Machine learning / recommendation systems / recommendation system algorithm engineer interview guide

Interview guide

  • 1, machine learning / recommendation systems / recommendation system algorithm engineer interviewing skills map
  • 2, knowledge, tools, logic, business face questions
  • 3, resume writing and recruitment needs
  • 4, recommended books Web site

1, machine learning / recommendation systems / recommendation system algorithm engineer interviewing skills map

But aside specific job requirements, look at this issue from the perspective of a slightly higher angle, a machine learning / recommendation system algorithm, the technical quality of R & D engineers can be basically broken down into the following four areas: knowledge, tools, logic, business.

[Pictures of foreign chains dumping fails, the source station may have security chain mechanism, it is recommended to save the picture down uploaded directly (img-tap2Qtke-1583898506454) (/ Users / huxinghui / Library / Application Support / typora-user-images / image-20190707142046599 .png)]

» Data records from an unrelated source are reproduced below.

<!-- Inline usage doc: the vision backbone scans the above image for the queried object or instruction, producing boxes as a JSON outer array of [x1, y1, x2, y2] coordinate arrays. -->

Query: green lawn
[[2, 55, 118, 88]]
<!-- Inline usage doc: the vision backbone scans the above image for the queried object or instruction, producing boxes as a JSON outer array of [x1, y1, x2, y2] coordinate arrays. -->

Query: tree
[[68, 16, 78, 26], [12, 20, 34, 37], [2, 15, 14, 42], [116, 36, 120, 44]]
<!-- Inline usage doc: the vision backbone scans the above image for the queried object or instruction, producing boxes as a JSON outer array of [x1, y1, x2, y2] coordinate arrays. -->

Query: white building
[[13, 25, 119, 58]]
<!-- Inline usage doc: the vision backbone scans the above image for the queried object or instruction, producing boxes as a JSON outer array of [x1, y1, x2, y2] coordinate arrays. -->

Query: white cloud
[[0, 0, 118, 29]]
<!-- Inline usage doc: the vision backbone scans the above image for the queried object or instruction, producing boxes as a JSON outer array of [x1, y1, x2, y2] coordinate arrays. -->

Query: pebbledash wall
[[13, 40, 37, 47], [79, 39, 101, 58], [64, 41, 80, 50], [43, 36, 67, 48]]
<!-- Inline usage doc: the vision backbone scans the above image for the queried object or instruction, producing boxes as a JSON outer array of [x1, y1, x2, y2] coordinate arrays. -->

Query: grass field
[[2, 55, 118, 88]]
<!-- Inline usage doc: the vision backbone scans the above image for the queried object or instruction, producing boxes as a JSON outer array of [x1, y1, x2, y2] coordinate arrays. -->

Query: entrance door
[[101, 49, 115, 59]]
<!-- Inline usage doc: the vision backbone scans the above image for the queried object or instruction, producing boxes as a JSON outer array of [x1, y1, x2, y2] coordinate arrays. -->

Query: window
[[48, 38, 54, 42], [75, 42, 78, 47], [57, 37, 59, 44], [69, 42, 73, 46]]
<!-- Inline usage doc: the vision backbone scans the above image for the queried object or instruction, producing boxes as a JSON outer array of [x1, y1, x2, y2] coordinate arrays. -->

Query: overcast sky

On the basis of the minimum requirements, capacity requirements algorithm engineer is relatively comprehensive. The so-called algorithm engineers, because you should not only be a qualified "engineer" should also once again improved and the ability to achieve the algorithm basis. In addition, large data engineers pay more attention to improve the big data tools and platforms, researchers at the level of knowledge and logic relative prominence.

Here are the relevant requirements, general requirements, whether it is to do not want off the field. Then a thorough job recommendations in specific areas such as systems engineer, should have some specific competencies:

Knowledge : mainly refers to your knowledge and reserves the ML theory (40%)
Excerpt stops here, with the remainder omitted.